Operational rollout was coordinated through NHS England directives and involved modes of data capture similar to systems used by institutions like University College London Hospitals NHS Foundation Trust, Imperial College Healthcare NHS Trust, and private-sector partners including Capita and Accenture. Implementation modalities included paper-based questionnaires, bedside kiosks seen in trusts like Barts Health NHS Trust, telephone surveys paralleling approaches used by Ipsos MORI, and digital platforms comparable to those deployed by Google-powered patient feedback services. Sampling strategies echoed survey designs from agencies such as the Office for National Statistics and statistical approaches referenced in texts by scholars from London School of Hygiene & Tropical Medicine and University of Cambridge.

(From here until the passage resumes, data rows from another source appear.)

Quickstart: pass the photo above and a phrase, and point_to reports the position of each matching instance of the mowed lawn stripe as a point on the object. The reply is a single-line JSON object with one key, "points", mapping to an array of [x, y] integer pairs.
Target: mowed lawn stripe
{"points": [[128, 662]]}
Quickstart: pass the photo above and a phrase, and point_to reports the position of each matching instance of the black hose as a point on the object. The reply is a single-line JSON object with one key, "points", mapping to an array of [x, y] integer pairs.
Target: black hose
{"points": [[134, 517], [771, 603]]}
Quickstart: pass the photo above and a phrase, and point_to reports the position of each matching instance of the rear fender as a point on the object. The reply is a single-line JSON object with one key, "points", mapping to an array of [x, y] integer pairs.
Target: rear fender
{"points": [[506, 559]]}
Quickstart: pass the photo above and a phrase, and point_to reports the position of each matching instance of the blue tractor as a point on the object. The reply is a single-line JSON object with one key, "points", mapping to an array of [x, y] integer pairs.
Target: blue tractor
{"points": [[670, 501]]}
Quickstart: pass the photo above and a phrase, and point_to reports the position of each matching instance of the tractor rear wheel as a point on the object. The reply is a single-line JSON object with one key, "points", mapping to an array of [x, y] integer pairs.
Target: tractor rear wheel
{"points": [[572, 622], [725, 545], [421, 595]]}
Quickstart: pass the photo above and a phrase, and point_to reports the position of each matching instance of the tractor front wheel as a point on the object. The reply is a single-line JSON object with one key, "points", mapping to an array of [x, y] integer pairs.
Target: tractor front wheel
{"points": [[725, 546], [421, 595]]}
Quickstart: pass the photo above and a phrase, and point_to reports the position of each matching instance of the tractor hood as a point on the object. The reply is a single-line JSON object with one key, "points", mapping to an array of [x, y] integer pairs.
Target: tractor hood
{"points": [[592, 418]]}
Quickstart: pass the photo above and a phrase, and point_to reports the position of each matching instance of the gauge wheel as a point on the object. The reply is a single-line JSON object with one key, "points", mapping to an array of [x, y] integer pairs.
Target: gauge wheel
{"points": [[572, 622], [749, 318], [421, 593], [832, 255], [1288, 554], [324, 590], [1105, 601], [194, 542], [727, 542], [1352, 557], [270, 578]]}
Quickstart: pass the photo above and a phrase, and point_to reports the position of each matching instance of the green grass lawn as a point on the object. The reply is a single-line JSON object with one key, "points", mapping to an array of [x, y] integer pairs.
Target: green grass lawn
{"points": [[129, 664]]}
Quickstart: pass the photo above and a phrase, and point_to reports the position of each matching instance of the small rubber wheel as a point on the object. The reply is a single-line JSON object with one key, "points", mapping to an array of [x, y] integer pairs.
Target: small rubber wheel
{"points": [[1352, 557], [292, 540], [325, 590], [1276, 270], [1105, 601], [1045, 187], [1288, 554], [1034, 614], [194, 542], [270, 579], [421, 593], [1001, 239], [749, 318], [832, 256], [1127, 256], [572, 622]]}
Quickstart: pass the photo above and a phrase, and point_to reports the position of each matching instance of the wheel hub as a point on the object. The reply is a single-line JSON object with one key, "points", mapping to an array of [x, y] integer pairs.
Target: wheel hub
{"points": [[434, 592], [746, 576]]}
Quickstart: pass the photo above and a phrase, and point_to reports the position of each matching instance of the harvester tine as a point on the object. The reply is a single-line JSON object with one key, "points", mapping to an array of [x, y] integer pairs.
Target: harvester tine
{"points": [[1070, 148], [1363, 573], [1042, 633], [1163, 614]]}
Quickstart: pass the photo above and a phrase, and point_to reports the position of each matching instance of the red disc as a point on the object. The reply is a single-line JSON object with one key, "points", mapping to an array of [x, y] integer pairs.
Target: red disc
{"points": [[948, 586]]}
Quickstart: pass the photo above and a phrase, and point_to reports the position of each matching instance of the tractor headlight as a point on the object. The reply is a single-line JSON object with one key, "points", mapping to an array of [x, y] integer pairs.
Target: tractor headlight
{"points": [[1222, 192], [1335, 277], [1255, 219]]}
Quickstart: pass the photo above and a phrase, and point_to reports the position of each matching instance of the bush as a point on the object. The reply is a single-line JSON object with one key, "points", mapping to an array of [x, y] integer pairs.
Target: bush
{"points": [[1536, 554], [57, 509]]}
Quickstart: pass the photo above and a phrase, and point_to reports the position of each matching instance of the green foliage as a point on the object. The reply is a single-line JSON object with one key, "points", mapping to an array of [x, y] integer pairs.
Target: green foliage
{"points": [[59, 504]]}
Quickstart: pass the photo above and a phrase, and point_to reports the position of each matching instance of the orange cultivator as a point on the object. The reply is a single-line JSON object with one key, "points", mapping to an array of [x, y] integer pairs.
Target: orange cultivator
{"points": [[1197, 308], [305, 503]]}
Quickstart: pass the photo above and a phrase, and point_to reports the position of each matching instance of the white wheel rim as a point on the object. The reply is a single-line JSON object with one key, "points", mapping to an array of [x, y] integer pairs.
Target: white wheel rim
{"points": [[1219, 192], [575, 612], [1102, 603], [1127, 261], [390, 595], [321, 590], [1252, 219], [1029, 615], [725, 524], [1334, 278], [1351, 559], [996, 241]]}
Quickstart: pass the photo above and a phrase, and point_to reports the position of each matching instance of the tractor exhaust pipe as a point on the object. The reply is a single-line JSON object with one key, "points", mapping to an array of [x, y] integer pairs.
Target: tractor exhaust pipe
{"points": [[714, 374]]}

Data were aggregated at local trust level and submitted into central repositories maintained by NHS England and analytic teams analogous to units within Public Health England. Analysis techniques drew on methods used in health services research at University of Oxford and University of Manchester, employing simple scoring metrics and sentiment categorization reminiscent of tools developed by companies like IBM Watson and research groups at University College London. Comparative reporting used dashboards similar to those produced by NHS Digital and benchmarking exercises that mirrored performance tables from The King's Fund and academic publications in journals such as The Lancet and BMJ.
Reception among provider organizations including Royal Marsden NHS Foundation Trust, patient advocacy groups like Healthwatch England, and academic commentators from London School of Economics and University of Leeds varied. Critics referenced limitations noted in reviews like the Francis Report and methodological concerns raised by researchers at King's College London and University of Bristol, arguing that single-question instruments may oversimplify complex experiences similar to critiques leveled at instruments used by Press Ganey and Care Quality Commission inspections. Debates involved stakeholders such as trade unions including Unison and think tanks like Institute for Government and Nuffield Trust over unintended consequences including gaming, response bias, and resource diversion.
The Test influenced commissioning and quality assessment practices within Clinical Commissioning Groups and trust boards at institutions like Sheffield Teaching Hospitals NHS Foundation Trust and Leeds Teaching Hospitals NHS Trust. Policymakers in Department of Health and Social Care and advisory bodies including NICE and Healthwatch England used findings to inform service redesign initiatives comparable to programs run at Royal Brompton Hospital and Moorfields Eye Hospital. Internationally, comparable patient feedback mechanisms in systems such as Medicare (United States), Canada Health Act-linked provinces, and reforms in New Zealand prompted cross-national comparisons by researchers at Harvard T.H. Chan School of Public Health and Johns Hopkins Bloomberg School of Public Health.